Although the weekend after Nebraska's Nov. 29 Friday game could be an intriguing draw. There's a certain concert at Pinnacle Bank Arena being put on by rapper Jay-Z in Lincoln Dec. 1 that has NU's attention. Players who figure Lincoln is a city of crickets surrounded by cornfields could find those few hours of music, just yards from Memorial Stadium, pretty persuasive.
Els said NU's looking into how — or even if — the school could leverage that concert into a visit weekend.
“They get X amount of dollars for entertainment money,” Els said. “Are we able to use it for that or not? Or is this going to have to come out of the recruit's pockets?”
The house built in part for Husker hoops could pay off for its pigskin partners.
Anything would help in a Big Ten recruiting atmosphere that got more competitive this week when the NCAA agreed to restore scholarships to Penn State in future years. The Nittany Lions have already shown a real aptitude to recruit within severe limitations. Loosen up the penalties, and coach Bill O'Brien could attract top 15 classes.
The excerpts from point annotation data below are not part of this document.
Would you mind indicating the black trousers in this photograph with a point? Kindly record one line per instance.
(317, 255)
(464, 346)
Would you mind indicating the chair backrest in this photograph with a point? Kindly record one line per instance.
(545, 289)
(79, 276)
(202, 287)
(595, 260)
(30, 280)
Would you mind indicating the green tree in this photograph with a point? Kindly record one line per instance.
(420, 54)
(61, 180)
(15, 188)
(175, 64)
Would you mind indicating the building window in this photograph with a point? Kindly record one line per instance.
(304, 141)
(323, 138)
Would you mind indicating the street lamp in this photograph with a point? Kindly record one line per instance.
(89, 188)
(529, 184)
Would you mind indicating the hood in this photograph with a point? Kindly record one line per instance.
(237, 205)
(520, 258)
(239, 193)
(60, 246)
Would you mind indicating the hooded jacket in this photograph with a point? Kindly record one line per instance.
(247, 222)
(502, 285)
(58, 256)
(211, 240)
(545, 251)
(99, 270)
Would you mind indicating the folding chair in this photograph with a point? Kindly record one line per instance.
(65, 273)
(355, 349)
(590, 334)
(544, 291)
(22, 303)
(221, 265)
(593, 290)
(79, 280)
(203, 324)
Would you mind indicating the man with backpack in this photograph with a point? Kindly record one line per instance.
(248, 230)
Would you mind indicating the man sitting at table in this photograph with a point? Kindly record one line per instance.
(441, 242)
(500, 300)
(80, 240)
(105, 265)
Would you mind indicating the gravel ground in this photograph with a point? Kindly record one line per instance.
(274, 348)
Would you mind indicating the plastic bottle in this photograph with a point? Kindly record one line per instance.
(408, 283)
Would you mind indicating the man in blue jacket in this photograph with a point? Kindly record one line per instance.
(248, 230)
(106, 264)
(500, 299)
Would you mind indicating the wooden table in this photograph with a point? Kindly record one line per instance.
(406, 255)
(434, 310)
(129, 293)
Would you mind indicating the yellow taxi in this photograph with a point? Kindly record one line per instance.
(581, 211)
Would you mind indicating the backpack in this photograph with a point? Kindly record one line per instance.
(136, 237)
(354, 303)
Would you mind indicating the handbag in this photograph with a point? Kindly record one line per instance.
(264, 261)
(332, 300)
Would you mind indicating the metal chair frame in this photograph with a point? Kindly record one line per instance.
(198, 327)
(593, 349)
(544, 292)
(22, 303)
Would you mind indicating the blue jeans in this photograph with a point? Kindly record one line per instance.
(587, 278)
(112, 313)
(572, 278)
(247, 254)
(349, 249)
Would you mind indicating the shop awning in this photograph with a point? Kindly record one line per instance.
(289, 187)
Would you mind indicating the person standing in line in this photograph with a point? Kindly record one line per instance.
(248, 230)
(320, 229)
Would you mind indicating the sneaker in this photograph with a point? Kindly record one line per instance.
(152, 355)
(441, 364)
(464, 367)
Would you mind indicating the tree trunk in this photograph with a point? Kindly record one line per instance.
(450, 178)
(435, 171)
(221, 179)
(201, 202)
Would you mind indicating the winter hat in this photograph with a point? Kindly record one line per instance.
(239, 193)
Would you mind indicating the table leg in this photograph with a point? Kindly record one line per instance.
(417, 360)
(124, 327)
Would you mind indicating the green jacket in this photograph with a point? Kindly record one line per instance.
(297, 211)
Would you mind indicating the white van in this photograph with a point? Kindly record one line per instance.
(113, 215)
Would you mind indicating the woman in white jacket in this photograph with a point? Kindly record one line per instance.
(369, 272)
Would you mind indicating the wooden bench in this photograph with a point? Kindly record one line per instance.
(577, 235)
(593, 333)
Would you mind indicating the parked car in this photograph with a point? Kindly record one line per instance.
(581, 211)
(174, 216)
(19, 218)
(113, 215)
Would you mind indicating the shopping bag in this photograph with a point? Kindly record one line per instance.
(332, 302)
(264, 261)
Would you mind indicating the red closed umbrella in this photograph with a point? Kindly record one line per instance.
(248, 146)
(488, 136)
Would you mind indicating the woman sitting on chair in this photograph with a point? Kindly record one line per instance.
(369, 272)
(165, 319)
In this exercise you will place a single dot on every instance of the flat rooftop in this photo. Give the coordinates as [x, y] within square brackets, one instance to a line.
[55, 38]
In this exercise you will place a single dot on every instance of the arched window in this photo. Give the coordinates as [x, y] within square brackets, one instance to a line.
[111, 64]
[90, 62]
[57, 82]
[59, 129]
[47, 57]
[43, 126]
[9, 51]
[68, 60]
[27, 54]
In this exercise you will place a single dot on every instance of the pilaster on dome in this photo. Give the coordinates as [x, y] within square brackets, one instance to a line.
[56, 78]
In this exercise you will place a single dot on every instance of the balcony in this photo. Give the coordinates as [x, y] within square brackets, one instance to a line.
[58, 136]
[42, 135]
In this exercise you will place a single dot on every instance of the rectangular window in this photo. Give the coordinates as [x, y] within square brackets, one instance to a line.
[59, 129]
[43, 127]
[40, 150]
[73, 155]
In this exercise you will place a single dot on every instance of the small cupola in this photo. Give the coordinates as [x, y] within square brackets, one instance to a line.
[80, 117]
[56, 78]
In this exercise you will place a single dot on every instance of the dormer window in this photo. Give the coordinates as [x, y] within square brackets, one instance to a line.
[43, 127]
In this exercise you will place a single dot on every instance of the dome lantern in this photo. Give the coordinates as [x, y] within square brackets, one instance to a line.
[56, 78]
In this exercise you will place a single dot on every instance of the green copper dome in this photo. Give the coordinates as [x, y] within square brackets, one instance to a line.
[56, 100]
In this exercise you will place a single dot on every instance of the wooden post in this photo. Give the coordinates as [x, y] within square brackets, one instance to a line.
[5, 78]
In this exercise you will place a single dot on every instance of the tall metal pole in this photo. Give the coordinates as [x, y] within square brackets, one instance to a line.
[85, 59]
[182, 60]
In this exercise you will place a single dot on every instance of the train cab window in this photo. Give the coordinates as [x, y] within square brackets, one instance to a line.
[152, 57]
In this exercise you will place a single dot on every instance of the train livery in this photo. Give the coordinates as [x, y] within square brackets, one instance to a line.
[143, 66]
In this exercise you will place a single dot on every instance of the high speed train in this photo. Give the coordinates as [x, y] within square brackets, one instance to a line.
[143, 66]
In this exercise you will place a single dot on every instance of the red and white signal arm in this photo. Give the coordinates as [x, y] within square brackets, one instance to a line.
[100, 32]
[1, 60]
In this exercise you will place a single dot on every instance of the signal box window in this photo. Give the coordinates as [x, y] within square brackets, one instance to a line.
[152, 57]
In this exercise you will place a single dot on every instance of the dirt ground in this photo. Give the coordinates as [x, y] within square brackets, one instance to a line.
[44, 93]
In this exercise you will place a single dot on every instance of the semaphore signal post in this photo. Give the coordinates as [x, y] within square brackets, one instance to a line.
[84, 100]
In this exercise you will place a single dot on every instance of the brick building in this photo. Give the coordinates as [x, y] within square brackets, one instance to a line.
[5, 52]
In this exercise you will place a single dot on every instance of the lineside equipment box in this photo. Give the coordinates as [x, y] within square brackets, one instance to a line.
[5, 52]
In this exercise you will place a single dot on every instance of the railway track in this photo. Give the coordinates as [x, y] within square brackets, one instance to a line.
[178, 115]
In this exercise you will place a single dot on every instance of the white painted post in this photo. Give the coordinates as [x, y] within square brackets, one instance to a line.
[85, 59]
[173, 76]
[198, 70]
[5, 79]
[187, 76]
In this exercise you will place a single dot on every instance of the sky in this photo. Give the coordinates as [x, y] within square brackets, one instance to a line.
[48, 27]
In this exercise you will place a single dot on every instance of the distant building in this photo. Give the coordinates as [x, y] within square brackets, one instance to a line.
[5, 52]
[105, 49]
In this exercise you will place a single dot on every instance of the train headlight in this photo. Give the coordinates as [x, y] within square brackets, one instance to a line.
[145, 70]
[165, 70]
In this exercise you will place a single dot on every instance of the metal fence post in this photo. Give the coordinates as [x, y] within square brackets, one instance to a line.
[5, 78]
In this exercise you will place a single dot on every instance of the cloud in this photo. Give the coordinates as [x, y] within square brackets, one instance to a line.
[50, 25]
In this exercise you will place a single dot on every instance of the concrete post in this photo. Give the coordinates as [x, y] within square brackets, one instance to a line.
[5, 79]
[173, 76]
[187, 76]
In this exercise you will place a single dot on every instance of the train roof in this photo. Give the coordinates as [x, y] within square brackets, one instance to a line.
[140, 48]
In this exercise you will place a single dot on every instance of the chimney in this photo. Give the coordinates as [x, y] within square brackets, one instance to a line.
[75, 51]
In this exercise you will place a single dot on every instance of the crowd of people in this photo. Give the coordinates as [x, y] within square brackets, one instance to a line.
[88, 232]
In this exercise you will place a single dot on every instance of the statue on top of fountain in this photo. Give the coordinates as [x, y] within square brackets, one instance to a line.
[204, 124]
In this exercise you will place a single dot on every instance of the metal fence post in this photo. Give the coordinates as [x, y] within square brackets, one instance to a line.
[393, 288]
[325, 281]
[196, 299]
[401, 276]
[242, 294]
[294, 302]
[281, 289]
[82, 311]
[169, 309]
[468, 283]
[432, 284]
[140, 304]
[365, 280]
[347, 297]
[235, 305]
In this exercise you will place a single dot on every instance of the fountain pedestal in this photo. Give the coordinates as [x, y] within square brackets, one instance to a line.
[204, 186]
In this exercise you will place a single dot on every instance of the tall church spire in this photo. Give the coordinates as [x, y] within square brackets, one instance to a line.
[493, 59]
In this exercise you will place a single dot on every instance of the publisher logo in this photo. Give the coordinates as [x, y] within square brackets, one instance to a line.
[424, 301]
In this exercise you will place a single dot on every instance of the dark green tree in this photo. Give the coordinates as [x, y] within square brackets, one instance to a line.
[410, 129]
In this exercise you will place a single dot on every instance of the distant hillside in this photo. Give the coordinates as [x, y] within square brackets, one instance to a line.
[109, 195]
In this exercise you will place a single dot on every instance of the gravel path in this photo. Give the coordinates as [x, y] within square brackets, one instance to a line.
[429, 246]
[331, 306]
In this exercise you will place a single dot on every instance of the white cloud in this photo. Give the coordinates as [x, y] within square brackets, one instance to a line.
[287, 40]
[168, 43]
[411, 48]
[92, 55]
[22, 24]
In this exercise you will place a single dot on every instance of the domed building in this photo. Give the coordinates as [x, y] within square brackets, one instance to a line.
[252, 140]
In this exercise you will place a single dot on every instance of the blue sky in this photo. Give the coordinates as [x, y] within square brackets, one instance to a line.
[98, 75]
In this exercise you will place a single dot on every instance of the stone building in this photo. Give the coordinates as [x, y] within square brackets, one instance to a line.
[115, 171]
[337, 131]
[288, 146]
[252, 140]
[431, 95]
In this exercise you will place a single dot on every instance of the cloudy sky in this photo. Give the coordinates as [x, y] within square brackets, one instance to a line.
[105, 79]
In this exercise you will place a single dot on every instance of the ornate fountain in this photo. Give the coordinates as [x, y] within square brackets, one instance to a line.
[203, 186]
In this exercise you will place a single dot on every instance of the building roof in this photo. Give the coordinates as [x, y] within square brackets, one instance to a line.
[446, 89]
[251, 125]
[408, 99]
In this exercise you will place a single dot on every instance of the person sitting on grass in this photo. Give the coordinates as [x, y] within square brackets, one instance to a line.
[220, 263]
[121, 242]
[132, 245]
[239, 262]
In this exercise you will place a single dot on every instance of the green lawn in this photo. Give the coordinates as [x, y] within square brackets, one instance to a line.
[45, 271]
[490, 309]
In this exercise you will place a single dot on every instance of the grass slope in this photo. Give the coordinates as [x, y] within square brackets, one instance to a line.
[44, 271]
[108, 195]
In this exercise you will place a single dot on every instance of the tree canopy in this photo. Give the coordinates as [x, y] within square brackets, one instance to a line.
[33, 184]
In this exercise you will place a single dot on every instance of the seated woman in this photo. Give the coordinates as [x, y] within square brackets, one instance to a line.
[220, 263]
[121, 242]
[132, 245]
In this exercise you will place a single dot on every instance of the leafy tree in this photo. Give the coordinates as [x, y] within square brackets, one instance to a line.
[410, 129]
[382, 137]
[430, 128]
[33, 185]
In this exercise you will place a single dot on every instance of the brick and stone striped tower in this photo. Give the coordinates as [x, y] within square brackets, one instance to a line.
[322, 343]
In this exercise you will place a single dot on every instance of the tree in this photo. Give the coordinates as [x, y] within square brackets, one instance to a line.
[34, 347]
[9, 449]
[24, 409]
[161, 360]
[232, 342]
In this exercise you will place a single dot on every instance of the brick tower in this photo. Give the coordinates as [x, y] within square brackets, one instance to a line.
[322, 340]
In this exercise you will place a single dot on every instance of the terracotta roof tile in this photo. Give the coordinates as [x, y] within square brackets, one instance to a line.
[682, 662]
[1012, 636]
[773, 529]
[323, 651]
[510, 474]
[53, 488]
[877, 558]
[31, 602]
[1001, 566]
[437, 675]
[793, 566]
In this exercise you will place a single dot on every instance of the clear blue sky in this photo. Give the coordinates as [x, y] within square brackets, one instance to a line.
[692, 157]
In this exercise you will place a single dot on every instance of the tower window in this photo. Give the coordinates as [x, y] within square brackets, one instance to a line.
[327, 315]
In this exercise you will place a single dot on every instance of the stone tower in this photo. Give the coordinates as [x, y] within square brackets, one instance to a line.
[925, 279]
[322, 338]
At Wisconsin, new coach Gary Andersen is already recruiting at a more impressive clip than former coach Bret Bielema did. The Badgers have picked up three commits — including Blackwood, who has the frame and athleticism to be a top pass rusher — since the season began. Wisconsin also has an impressive official visitor list coming for the Oct. 12 game vs. Northwestern, including two California five-star prospects in running back Joe Mixon and Damien Mama.
Unsurprisingly, Ohio State's put its foot on the gas, surging ahead of the rest of the Big Ten in the recruiting rankings. OSU is No. 2 nationally in the 247Sports composite ranking, No. 3 according to Rivals and No. 5 according Scout. Only in ESPN's ranking are the Buckeyes (No. 8) behind Michigan (No. 5).
ESPN also views Nebraska's class most favorably, ranking it 36th nationally as of Thursday afternoon. Scout (42nd), 247Sports (45th) and Rivals (46th) all have the Huskers considerably lower. Commits who have four-star designations from at least one major service are offensive guard Tanner Farmer (247, Rivals), wide receiver Monte Harrison (ESPN, Rivals), defensive tackle Peyton Newell (247, Scout), quarterback Zack Darlington (ESPN) and offensive guard D.J. Foster (ESPN).
Every other player is overwhelmingly rated a three-star prospect except kicker Drew Brown. Kickers rarely get better than two stars, and Brown is considered one of the nation's best.